Real-world SDK scenario:
A startup building an internal DevOps automation tool:
- All agents use LangChain
- Small team (5 engineers)
- Development and staging only (no production agents yet)
- They implement Guardrails AI with custom validators for "no credential access" and "no delete operations outside /tmp"
- This is appropriate because they control the code, understand the framework, and can standardize.
When to Use Proxy-Based Enforcement
Proxy is the right choice if:
- Production with real infrastructure access: Agents have filesystem, database, or cloud API access with real consequences.
- Multi-framework environment: Teams use different agent frameworks (some LangChain, some Claude SDK directly, some custom).
- Strict policy requirements: You need guaranteed enforcement—the agent process cannot bypass rules, even if compromised.
- Security team ownership: Security needs to enforce policy without relying on developers to implement guards.
- Real-time policy updates: You need to change policy instantly without redeploying agents.
- Multi-agent coordination: You have many agents that need consistent policy across teams.
- Audit compliance: You need immutable audit trails that agents cannot modify.
- Zero code changes: You cannot or will not modify agent code.
Real-world proxy scenario:
A financial services company with agent governance:
- Multiple teams deploying agents (data pipeline team uses custom Python agents, DevOps team uses Claude SDK, platform team uses LangChain)
- Agents have access to production cloud infrastructure and customer databases
- Security team needs to enforce consistent policy: "no agent deletes customer data, all irreversible operations require approval"
- They cannot require every team to use the same framework or library
- They need SOC2 compliance evidence (immutable audit trails)
- They deploy Intercis as a proxy: agents point to api.intercis.io instead of api.anthropic.com
- Policy is defined centrally by the security team
- Agents cannot bypass enforcement, even if code is compromised
- This is appropriate because they have production risk, heterogeneous frameworks, and strict compliance requirements.
Technical Deep-Dive: How Each Approach Handles a Real Scenario
Let's walk through a concrete scenario with both architectures.
Scenario: "Delete Old Deployment Artifacts"
An agent is tasked with deleting files from /var/log/deployments/ that are older than 90 days. However, the prompt is vague:
"Clean up old deployment artifacts to save disk space."
The agent interprets this broadly and tries to delete:
/var/log/deployments/old/— ✓ Legitimate/var/lib/— ✗ Should be blocked/opt/application/— ✗ Should be blocked
With SDK-Based Enforcement (Guardrails AI)

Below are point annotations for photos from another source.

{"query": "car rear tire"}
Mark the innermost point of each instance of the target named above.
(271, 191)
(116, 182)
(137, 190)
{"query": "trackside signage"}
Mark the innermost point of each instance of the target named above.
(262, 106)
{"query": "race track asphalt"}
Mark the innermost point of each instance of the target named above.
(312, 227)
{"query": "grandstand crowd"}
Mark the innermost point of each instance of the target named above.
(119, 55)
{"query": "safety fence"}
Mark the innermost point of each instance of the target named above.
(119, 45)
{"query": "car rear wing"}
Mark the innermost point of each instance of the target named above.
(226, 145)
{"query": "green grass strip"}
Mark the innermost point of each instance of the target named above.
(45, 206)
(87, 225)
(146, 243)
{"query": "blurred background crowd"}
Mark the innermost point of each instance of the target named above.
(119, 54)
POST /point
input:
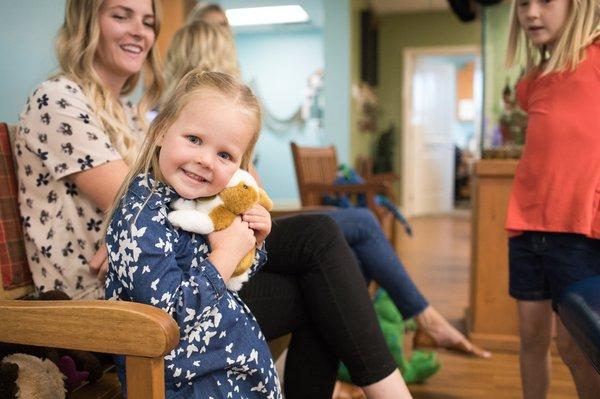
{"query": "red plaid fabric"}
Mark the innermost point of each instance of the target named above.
(13, 260)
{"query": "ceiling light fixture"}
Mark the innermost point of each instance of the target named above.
(266, 15)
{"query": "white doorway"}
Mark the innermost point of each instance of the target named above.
(432, 115)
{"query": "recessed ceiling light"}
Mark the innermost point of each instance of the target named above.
(266, 15)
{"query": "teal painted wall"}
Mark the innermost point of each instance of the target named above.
(496, 74)
(27, 31)
(337, 76)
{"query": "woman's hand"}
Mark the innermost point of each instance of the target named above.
(230, 245)
(259, 220)
(99, 263)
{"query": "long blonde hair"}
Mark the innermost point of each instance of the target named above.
(201, 10)
(201, 45)
(195, 83)
(76, 46)
(581, 29)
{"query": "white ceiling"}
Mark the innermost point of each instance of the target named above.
(398, 6)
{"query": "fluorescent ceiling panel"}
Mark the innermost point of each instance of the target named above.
(266, 15)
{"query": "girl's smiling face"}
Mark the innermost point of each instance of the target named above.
(203, 148)
(126, 37)
(543, 20)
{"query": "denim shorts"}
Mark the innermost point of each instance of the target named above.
(543, 264)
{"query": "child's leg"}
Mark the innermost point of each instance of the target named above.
(535, 330)
(529, 286)
(586, 379)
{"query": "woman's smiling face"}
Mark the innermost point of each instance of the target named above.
(126, 37)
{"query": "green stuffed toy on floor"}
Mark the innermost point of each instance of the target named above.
(421, 364)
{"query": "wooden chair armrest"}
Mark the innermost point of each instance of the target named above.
(276, 213)
(118, 327)
(347, 188)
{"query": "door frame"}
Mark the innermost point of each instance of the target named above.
(409, 57)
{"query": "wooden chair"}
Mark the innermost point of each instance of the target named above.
(143, 333)
(316, 169)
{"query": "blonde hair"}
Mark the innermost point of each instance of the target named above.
(194, 84)
(581, 29)
(201, 11)
(200, 45)
(76, 46)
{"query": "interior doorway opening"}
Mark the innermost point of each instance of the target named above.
(441, 124)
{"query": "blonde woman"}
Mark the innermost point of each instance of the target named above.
(77, 137)
(554, 214)
(203, 45)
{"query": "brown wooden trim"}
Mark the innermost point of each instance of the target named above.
(101, 326)
(496, 167)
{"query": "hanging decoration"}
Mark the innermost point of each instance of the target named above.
(311, 108)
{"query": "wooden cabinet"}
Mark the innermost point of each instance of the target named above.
(493, 321)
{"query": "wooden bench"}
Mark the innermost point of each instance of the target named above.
(143, 333)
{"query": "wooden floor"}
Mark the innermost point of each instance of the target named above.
(437, 258)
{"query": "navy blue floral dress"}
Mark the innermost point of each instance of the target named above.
(222, 352)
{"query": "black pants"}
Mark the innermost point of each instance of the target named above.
(312, 287)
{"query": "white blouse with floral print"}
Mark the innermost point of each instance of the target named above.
(59, 135)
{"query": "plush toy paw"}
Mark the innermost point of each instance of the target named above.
(39, 379)
(9, 372)
(67, 366)
(235, 283)
(191, 220)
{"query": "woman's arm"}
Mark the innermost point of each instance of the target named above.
(101, 184)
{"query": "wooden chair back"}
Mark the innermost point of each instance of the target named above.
(16, 279)
(316, 169)
(314, 165)
(143, 333)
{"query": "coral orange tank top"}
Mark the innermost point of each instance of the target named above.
(557, 182)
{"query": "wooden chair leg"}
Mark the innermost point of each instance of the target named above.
(145, 377)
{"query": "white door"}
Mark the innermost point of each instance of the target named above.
(433, 99)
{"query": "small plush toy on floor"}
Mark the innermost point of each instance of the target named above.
(205, 215)
(420, 366)
(19, 362)
(34, 378)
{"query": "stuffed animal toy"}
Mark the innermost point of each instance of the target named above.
(76, 366)
(205, 215)
(416, 369)
(31, 377)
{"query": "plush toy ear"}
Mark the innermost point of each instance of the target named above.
(264, 200)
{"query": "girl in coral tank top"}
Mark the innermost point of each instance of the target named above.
(553, 216)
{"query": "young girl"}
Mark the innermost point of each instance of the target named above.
(553, 214)
(205, 132)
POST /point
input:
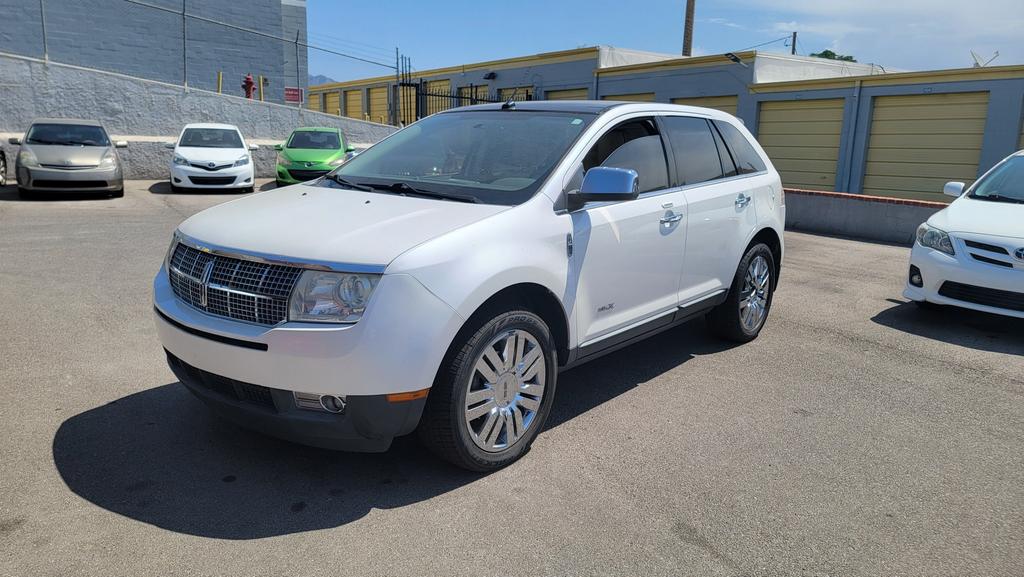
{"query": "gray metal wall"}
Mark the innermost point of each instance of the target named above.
(156, 44)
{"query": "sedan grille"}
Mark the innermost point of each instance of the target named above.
(983, 295)
(244, 290)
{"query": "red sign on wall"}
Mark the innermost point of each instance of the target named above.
(293, 94)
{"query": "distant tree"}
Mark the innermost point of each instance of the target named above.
(826, 53)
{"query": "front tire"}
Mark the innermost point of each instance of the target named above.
(745, 308)
(493, 393)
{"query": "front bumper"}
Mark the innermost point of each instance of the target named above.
(299, 172)
(230, 177)
(56, 179)
(367, 424)
(937, 268)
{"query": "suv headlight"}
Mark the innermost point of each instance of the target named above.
(26, 158)
(331, 297)
(110, 159)
(934, 238)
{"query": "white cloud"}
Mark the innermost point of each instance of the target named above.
(910, 34)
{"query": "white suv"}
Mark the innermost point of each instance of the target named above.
(212, 156)
(439, 281)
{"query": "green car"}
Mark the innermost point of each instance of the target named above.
(310, 153)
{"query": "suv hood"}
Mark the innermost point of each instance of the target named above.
(981, 217)
(331, 224)
(68, 156)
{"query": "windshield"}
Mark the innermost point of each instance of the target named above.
(1006, 183)
(68, 135)
(314, 140)
(211, 138)
(493, 157)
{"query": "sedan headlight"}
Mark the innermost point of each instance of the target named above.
(934, 238)
(26, 158)
(331, 297)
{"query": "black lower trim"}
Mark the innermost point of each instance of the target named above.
(211, 336)
(640, 332)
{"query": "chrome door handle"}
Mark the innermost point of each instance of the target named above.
(671, 218)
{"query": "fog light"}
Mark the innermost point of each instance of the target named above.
(915, 278)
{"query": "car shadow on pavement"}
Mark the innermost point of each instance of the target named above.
(159, 456)
(956, 326)
(10, 194)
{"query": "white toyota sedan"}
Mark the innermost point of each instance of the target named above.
(212, 156)
(972, 253)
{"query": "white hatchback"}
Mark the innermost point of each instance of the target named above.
(212, 156)
(439, 281)
(972, 253)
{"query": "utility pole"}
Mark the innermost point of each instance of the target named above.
(688, 29)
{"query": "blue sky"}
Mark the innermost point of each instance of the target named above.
(897, 34)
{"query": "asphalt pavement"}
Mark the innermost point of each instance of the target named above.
(858, 436)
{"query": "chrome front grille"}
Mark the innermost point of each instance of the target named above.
(244, 290)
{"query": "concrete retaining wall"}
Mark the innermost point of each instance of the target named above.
(875, 218)
(148, 113)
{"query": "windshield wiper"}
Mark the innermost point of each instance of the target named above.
(406, 189)
(338, 179)
(996, 198)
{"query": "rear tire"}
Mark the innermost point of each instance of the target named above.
(493, 393)
(745, 308)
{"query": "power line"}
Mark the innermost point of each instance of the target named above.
(261, 34)
(764, 44)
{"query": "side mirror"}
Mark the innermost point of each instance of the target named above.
(953, 189)
(604, 183)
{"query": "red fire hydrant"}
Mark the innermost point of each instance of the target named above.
(249, 85)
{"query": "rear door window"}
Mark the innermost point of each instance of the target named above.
(743, 155)
(694, 150)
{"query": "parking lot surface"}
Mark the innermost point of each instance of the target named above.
(857, 436)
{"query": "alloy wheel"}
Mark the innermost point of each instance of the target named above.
(754, 297)
(505, 390)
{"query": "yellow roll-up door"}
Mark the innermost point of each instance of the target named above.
(724, 104)
(332, 102)
(919, 142)
(570, 94)
(353, 104)
(802, 140)
(378, 105)
(638, 97)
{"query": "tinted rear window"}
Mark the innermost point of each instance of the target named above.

from guardrails import Guard
guard = Guard.from_string("""
blocks:
- name: "delete_path_validation"
validators:
- type: "custom_validator"
code: |
paths = extract_paths_from_tool_call(validated_output)
allowed_dirs = ["/var/log/deployments", "/tmp", "/var/cache"]
for path in paths:
if not any(allowed in path for allowed in allowed_dirs):
raise ValueError(f"Path {path} not in whitelist")
""")
# Developer adds the guard
agent = AgentExecutor.from_agent_and_tools(
agent=agent,
tools=tools,
guard=guard,
verbose=True
)
Execution flow:
1. Agent decides: "Delete /var/lib/"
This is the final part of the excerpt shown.